By classifying infinite-width neural networks and identifying the *optimal* limit, Tensor Programs IV and V demonstrated a universal way, called $\mu$P, for *widthwise hyperparameter transfer*, i.e., predicting optimal hyperparameters of wide neural networks from narrow ones. Here we investigate the analogous classification for *depthwise parametrizations* of deep residual networks (resnets). We classify depthwise parametrizations of block multiplier and learning rate by their infinite-width-then-depth limits. In resnets where each block has only one layer, we identify a unique optimal parametrization, called Depth-$\mu$P that extends $\mu$P and show empirically it admits depthwise hyperparameter transfer. We identify *feature diversity* as a crucial factor in deep networks, and Depth-$\mu$P can be characterized as maximizing both feature learning and feature diversity. Exploiting this, we find that absolute value, among all homogeneous nonlinearities, maximizes feature diversity and indeed empirically leads to significant better performance. However, if each block is deeper (such as modern transformers), then we find fundamental limitations in all possible infinite-depth limits of such parametrizations, which we illustrate both theoretically and empirically on simple networks as well as Megatron transformer trained on Common Crawl.

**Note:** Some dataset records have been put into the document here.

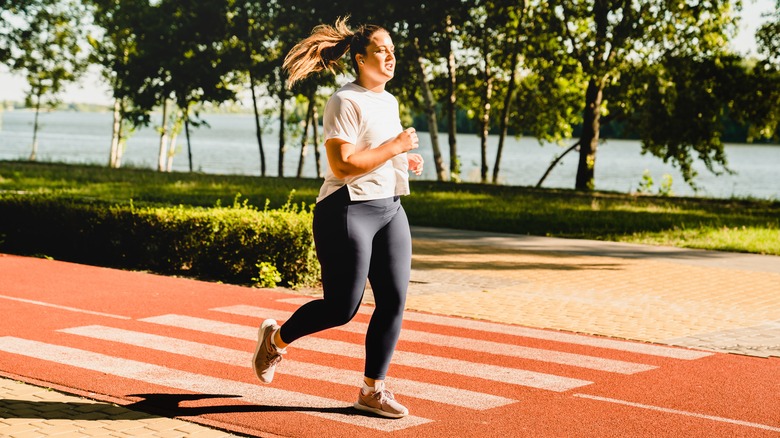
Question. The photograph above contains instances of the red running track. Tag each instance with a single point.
(182, 348)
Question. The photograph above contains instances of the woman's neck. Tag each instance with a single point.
(376, 87)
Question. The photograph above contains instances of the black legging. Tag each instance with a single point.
(356, 240)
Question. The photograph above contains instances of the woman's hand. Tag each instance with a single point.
(415, 163)
(408, 140)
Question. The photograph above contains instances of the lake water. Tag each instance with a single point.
(229, 146)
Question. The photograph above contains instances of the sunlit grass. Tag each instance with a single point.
(718, 224)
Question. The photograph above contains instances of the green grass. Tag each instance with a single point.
(740, 225)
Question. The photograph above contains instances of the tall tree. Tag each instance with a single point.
(254, 31)
(49, 52)
(607, 37)
(112, 50)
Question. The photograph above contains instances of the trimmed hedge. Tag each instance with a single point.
(234, 244)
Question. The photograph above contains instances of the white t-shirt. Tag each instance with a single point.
(365, 119)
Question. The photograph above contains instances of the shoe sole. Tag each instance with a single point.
(386, 414)
(260, 336)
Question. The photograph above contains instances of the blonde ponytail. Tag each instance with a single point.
(320, 51)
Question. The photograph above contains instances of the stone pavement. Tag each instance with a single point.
(709, 300)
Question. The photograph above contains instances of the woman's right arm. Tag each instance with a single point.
(345, 162)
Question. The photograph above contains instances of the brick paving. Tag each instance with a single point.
(715, 301)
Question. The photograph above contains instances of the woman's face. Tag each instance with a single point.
(377, 66)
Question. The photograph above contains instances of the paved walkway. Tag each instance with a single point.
(717, 301)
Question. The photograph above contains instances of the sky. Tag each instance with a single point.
(93, 90)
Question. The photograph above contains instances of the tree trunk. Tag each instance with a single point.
(510, 92)
(316, 140)
(162, 155)
(589, 139)
(430, 112)
(171, 149)
(282, 122)
(115, 128)
(34, 152)
(451, 115)
(187, 134)
(258, 127)
(305, 136)
(485, 119)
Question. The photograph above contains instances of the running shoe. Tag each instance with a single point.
(381, 402)
(267, 356)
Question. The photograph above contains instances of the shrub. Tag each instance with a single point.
(230, 244)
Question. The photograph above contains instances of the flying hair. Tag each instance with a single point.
(323, 49)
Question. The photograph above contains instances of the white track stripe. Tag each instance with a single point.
(436, 393)
(549, 335)
(550, 356)
(57, 306)
(678, 412)
(158, 375)
(511, 376)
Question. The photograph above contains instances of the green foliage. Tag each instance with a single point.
(229, 244)
(268, 275)
(646, 185)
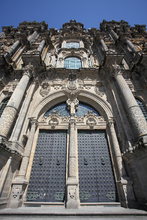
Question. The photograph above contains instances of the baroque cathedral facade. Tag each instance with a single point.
(73, 111)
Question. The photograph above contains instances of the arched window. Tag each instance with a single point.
(72, 45)
(3, 105)
(72, 63)
(81, 110)
(142, 107)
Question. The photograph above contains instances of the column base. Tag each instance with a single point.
(18, 188)
(73, 201)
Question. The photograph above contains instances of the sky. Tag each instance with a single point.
(57, 12)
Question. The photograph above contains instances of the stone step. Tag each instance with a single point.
(85, 212)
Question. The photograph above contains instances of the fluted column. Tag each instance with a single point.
(133, 110)
(104, 46)
(120, 172)
(5, 173)
(72, 180)
(114, 35)
(41, 46)
(22, 114)
(31, 38)
(26, 156)
(9, 114)
(131, 46)
(12, 49)
(20, 182)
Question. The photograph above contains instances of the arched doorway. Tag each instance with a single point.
(53, 157)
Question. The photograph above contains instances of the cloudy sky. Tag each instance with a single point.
(57, 12)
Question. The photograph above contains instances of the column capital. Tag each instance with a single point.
(33, 120)
(110, 122)
(28, 70)
(72, 105)
(72, 120)
(116, 70)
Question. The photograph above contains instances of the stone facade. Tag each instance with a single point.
(36, 74)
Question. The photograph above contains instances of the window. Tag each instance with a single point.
(72, 63)
(81, 110)
(3, 105)
(142, 107)
(72, 45)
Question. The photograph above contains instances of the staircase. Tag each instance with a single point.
(83, 213)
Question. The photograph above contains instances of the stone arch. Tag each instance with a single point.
(94, 100)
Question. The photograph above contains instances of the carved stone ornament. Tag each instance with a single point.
(91, 122)
(45, 88)
(72, 192)
(72, 103)
(53, 122)
(29, 70)
(98, 91)
(16, 191)
(116, 70)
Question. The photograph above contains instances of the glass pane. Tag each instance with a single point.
(72, 45)
(61, 109)
(143, 108)
(72, 63)
(84, 109)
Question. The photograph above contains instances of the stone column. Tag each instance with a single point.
(72, 180)
(12, 49)
(31, 38)
(25, 160)
(20, 182)
(22, 114)
(114, 35)
(131, 46)
(4, 174)
(41, 46)
(123, 182)
(9, 114)
(104, 46)
(133, 110)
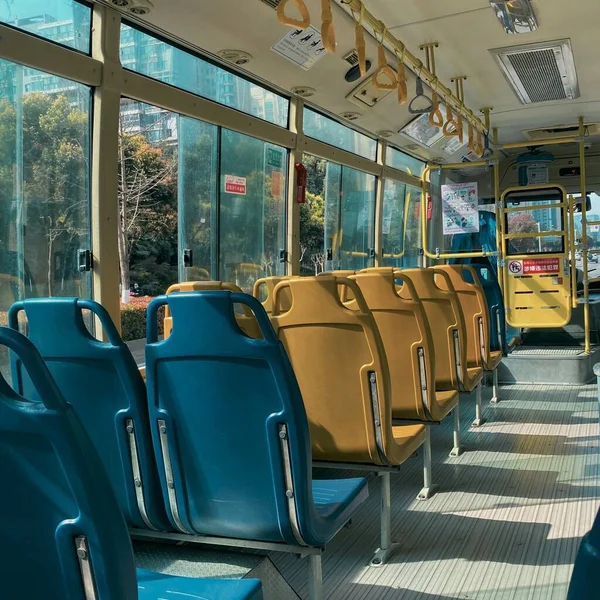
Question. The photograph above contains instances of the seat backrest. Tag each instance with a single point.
(495, 305)
(228, 422)
(61, 524)
(446, 323)
(246, 320)
(338, 358)
(263, 290)
(102, 383)
(474, 306)
(406, 338)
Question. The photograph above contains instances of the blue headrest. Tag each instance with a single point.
(55, 497)
(103, 384)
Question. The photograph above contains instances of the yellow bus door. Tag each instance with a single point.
(537, 252)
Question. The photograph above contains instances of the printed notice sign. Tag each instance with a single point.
(460, 208)
(303, 47)
(535, 266)
(541, 265)
(235, 185)
(277, 184)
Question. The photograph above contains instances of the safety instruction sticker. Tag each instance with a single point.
(530, 266)
(277, 184)
(460, 206)
(235, 185)
(303, 47)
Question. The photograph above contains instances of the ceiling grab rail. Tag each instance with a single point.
(414, 64)
(327, 29)
(436, 118)
(289, 21)
(383, 69)
(361, 45)
(402, 85)
(460, 94)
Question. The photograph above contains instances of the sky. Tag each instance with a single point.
(13, 9)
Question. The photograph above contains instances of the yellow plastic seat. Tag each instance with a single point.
(447, 321)
(408, 345)
(341, 367)
(342, 370)
(246, 321)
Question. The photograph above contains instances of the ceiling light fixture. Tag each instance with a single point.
(515, 16)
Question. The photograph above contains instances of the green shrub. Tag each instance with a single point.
(133, 319)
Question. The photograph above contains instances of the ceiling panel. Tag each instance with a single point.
(465, 29)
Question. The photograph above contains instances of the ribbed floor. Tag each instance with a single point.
(508, 518)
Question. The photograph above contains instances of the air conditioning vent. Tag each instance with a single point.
(558, 131)
(351, 58)
(272, 3)
(542, 72)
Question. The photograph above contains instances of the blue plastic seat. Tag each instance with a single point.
(585, 582)
(61, 531)
(103, 384)
(503, 336)
(231, 432)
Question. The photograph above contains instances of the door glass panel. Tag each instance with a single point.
(357, 235)
(44, 188)
(349, 218)
(198, 168)
(252, 209)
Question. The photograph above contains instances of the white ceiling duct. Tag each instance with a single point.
(541, 72)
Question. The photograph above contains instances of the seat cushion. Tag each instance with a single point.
(494, 360)
(445, 401)
(157, 586)
(334, 498)
(474, 376)
(408, 438)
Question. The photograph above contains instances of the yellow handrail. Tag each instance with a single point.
(302, 9)
(414, 63)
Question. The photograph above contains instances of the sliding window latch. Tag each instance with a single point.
(188, 257)
(84, 260)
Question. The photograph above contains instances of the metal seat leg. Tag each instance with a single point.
(315, 577)
(495, 389)
(387, 547)
(479, 420)
(429, 488)
(457, 450)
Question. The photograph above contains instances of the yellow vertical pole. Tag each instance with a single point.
(499, 215)
(379, 198)
(584, 236)
(571, 215)
(293, 208)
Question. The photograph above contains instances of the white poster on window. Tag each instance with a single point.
(460, 205)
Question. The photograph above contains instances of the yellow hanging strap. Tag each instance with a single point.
(471, 137)
(285, 20)
(436, 118)
(327, 30)
(361, 46)
(451, 125)
(402, 86)
(383, 69)
(479, 144)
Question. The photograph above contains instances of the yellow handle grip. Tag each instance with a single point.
(436, 119)
(361, 49)
(451, 126)
(383, 69)
(285, 20)
(402, 87)
(327, 30)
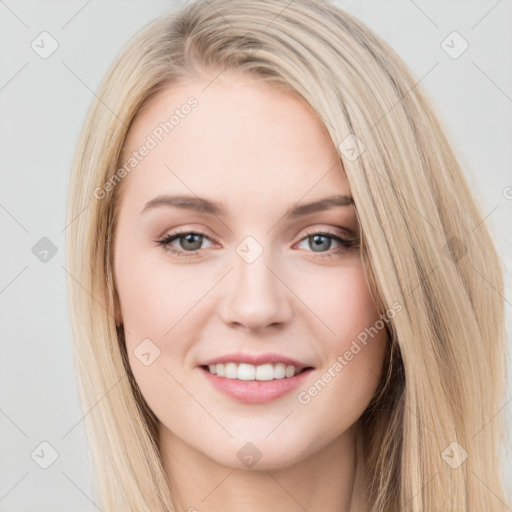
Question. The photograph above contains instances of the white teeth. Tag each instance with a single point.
(244, 371)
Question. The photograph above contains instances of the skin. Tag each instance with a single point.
(258, 150)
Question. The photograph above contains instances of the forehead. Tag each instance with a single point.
(240, 134)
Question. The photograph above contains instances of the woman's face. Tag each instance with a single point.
(254, 275)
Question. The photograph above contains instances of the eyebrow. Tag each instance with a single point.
(203, 205)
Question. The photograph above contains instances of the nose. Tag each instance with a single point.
(256, 296)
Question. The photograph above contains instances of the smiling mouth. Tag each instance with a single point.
(249, 372)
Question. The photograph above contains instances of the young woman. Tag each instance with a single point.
(283, 295)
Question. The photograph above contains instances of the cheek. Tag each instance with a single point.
(353, 339)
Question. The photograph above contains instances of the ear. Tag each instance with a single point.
(117, 310)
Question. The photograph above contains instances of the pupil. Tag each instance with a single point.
(317, 242)
(190, 239)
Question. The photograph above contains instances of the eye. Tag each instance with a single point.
(322, 241)
(190, 243)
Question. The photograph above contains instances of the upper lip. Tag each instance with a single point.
(256, 359)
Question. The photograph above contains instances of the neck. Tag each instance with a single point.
(330, 479)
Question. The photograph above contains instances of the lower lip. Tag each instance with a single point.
(256, 391)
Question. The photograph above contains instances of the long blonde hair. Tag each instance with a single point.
(424, 245)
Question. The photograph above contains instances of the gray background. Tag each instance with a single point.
(43, 104)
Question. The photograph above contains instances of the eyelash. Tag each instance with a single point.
(345, 244)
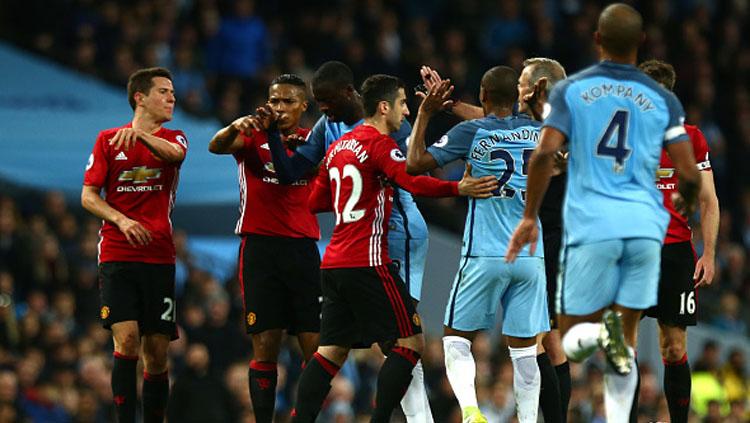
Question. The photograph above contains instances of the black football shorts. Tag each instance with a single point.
(280, 283)
(364, 305)
(677, 302)
(143, 292)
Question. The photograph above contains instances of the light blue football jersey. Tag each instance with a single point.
(406, 220)
(500, 147)
(616, 120)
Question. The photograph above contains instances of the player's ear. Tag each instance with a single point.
(597, 38)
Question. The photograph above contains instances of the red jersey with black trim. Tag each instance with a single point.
(266, 206)
(666, 180)
(354, 181)
(142, 187)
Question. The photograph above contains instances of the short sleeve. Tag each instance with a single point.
(559, 116)
(181, 140)
(700, 148)
(455, 144)
(675, 131)
(97, 166)
(314, 147)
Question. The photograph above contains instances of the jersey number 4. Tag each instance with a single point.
(619, 150)
(504, 191)
(348, 214)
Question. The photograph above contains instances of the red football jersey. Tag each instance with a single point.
(140, 186)
(267, 207)
(666, 181)
(352, 182)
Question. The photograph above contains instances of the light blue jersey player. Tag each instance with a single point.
(615, 120)
(407, 233)
(499, 144)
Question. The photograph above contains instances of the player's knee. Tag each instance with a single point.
(266, 346)
(414, 343)
(673, 351)
(127, 343)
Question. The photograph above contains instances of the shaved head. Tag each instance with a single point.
(500, 86)
(620, 29)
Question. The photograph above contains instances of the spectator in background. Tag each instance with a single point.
(239, 49)
(729, 318)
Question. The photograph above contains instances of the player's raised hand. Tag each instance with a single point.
(476, 187)
(437, 98)
(526, 232)
(135, 233)
(124, 138)
(537, 98)
(704, 271)
(265, 117)
(294, 140)
(243, 124)
(430, 77)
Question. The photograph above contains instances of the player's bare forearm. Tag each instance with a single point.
(418, 160)
(95, 204)
(163, 149)
(225, 141)
(710, 214)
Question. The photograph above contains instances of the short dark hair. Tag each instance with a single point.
(379, 88)
(545, 68)
(334, 73)
(501, 85)
(290, 79)
(620, 28)
(141, 81)
(661, 72)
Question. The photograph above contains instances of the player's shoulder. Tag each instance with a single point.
(110, 132)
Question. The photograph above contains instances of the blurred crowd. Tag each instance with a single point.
(56, 359)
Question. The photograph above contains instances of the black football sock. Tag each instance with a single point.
(563, 381)
(123, 387)
(677, 386)
(262, 377)
(314, 384)
(393, 380)
(155, 394)
(636, 394)
(549, 395)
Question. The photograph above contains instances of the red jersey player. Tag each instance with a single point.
(364, 299)
(680, 273)
(279, 267)
(138, 165)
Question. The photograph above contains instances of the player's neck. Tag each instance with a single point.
(498, 111)
(378, 124)
(627, 59)
(146, 123)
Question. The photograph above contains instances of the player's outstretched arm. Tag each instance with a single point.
(228, 139)
(95, 204)
(418, 159)
(541, 167)
(689, 178)
(430, 78)
(289, 169)
(709, 210)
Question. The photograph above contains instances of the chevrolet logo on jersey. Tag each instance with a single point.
(664, 173)
(139, 175)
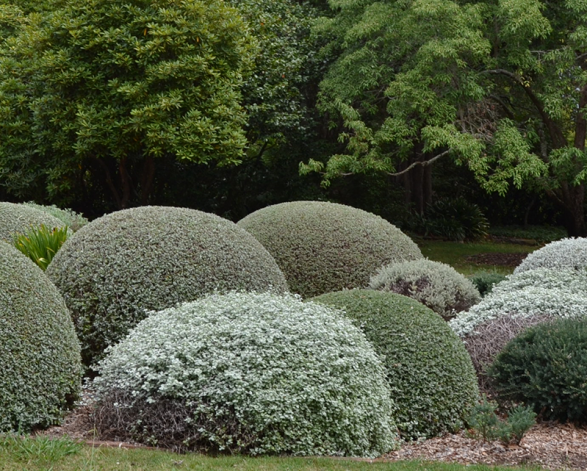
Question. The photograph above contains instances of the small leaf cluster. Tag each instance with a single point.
(436, 285)
(41, 244)
(545, 367)
(569, 253)
(251, 373)
(429, 371)
(323, 247)
(40, 365)
(18, 219)
(115, 268)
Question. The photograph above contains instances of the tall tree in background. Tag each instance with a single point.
(497, 84)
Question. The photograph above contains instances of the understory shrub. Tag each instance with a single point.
(40, 367)
(323, 247)
(436, 285)
(570, 254)
(432, 379)
(545, 367)
(114, 269)
(485, 281)
(526, 302)
(67, 216)
(247, 373)
(19, 218)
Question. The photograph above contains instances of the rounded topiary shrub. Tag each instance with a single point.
(323, 247)
(40, 366)
(562, 254)
(432, 379)
(19, 218)
(434, 284)
(526, 302)
(545, 367)
(114, 269)
(247, 373)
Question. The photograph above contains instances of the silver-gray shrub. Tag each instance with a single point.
(67, 216)
(525, 302)
(323, 247)
(40, 365)
(19, 218)
(436, 285)
(568, 253)
(114, 269)
(247, 373)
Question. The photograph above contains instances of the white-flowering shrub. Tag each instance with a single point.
(67, 216)
(436, 285)
(19, 218)
(248, 373)
(111, 271)
(40, 365)
(323, 247)
(526, 302)
(562, 254)
(432, 379)
(565, 279)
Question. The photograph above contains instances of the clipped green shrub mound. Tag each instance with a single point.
(40, 367)
(248, 373)
(570, 254)
(323, 247)
(545, 367)
(436, 285)
(432, 379)
(67, 216)
(19, 218)
(114, 269)
(526, 302)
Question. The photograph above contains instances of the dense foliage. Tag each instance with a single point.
(545, 368)
(563, 254)
(430, 373)
(19, 219)
(115, 268)
(248, 373)
(40, 367)
(436, 285)
(323, 247)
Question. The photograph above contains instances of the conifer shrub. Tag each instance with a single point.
(436, 285)
(527, 302)
(545, 367)
(567, 254)
(432, 379)
(323, 247)
(18, 219)
(114, 269)
(247, 373)
(40, 365)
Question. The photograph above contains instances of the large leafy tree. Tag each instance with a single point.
(93, 94)
(498, 84)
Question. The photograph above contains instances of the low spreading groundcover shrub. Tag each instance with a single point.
(247, 373)
(323, 247)
(428, 369)
(40, 365)
(114, 269)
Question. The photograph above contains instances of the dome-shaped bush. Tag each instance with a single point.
(323, 247)
(526, 302)
(561, 254)
(434, 284)
(18, 219)
(40, 367)
(115, 268)
(248, 373)
(432, 379)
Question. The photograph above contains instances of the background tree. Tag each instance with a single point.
(95, 93)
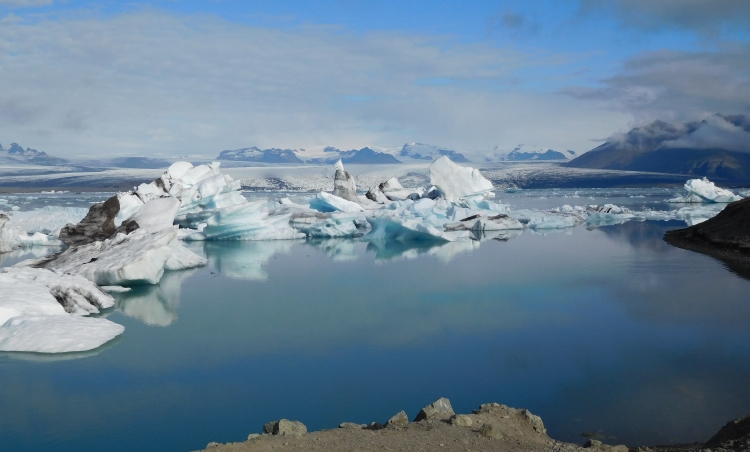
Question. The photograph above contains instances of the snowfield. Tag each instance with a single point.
(137, 236)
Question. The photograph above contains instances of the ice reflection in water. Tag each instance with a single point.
(610, 329)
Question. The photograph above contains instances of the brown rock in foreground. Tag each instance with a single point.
(491, 427)
(725, 236)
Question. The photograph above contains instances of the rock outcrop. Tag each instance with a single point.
(735, 436)
(343, 184)
(97, 225)
(725, 236)
(440, 410)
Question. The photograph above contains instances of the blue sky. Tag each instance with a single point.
(195, 77)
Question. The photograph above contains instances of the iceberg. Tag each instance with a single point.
(343, 183)
(537, 219)
(326, 202)
(250, 221)
(41, 311)
(456, 182)
(703, 190)
(123, 260)
(56, 334)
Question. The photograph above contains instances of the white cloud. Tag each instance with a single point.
(678, 86)
(714, 133)
(25, 3)
(153, 83)
(705, 17)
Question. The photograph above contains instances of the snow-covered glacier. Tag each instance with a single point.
(135, 237)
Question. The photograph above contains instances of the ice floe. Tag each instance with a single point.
(40, 311)
(703, 190)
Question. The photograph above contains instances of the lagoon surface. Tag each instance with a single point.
(609, 330)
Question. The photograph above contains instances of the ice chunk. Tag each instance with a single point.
(537, 219)
(703, 190)
(404, 230)
(129, 205)
(56, 334)
(36, 307)
(326, 202)
(456, 182)
(157, 214)
(607, 215)
(343, 183)
(136, 258)
(47, 220)
(479, 223)
(339, 224)
(182, 258)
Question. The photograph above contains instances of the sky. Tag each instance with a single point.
(191, 78)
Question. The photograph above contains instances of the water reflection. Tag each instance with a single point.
(154, 304)
(339, 250)
(245, 259)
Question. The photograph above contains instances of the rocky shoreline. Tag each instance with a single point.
(491, 427)
(725, 237)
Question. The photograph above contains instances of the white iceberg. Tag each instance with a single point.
(123, 260)
(40, 311)
(537, 219)
(326, 202)
(703, 190)
(457, 182)
(56, 334)
(250, 221)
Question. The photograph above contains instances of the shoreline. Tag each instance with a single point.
(491, 427)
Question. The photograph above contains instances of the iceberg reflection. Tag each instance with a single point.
(154, 304)
(245, 259)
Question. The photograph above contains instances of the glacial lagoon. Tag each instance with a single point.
(608, 331)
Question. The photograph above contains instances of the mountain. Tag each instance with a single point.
(429, 152)
(28, 155)
(717, 147)
(254, 154)
(518, 155)
(361, 156)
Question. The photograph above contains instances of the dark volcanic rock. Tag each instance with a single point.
(725, 236)
(98, 224)
(733, 436)
(344, 185)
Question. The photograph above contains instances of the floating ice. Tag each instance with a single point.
(135, 258)
(56, 334)
(607, 215)
(343, 184)
(39, 312)
(326, 202)
(47, 220)
(250, 221)
(456, 182)
(536, 219)
(703, 190)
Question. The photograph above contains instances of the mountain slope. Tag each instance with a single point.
(718, 147)
(28, 155)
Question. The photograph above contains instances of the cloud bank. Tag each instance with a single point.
(158, 83)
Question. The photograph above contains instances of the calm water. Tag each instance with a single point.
(610, 331)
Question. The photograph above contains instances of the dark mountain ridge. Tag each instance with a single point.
(717, 147)
(28, 155)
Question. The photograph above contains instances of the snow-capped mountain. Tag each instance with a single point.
(253, 154)
(28, 155)
(519, 154)
(365, 155)
(429, 152)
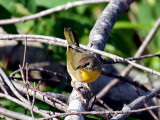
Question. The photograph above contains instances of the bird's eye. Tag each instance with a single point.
(87, 64)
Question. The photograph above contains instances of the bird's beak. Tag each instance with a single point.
(79, 67)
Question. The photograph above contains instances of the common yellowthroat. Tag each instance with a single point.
(81, 65)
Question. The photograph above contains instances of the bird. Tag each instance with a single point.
(82, 66)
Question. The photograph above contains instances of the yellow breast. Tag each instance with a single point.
(89, 75)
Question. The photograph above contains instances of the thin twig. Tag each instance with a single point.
(11, 86)
(100, 112)
(35, 109)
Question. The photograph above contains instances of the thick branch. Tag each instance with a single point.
(16, 115)
(50, 11)
(137, 103)
(101, 30)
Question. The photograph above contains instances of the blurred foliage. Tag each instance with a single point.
(123, 40)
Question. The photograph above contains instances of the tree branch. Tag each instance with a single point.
(50, 11)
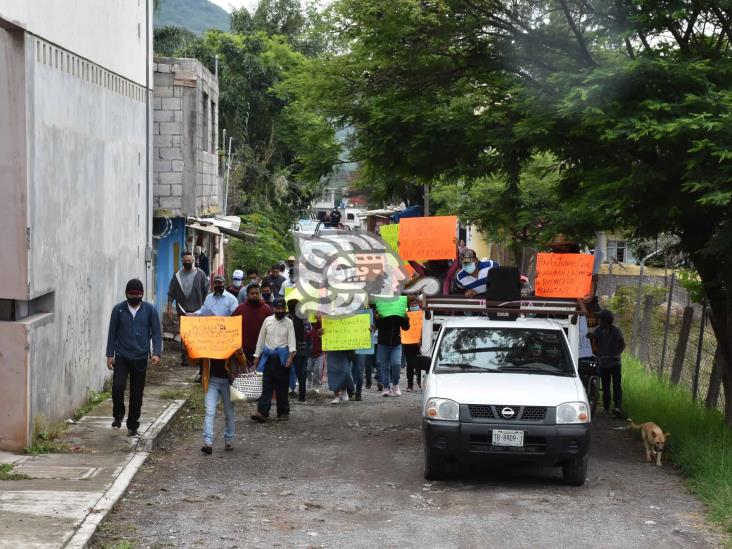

翻译：通过分类无限宽神经网络并识别*最优*极限，张量程序IV和V展示了一种通用方法（称为μP），用于*宽度方向超参数迁移*，即从窄神经网络预测宽神经网络的最优超参数。本文研究了深度残差网络（resnets）中*深度方向参数化*的类似分类。我们根据其无限宽度-深度极限对块乘子和学习率的深度方向参数化进行分类。在每块仅含一层的残差网络中，我们识别出一种独特的最优参数化——Depth-μP（它扩展了μP），并通过实验证明其支持深度方向超参数迁移。我们提出*特征多样性*是深度网络的关键因素，而Depth-μP可被表征为同时最大化特征学习和特征多样性。利用这一特性，我们发现绝对值（在所有齐次非线性函数中）能最大化特征多样性，并在实验中显著提升性能。然而，若每个块更深（如现代Transformer），此类参数化的所有可能无限深度极限均存在根本性限制——我们通过简单网络和在Common Crawl上训练的Megatron Transformer从理论与实验两方面阐述了这一点。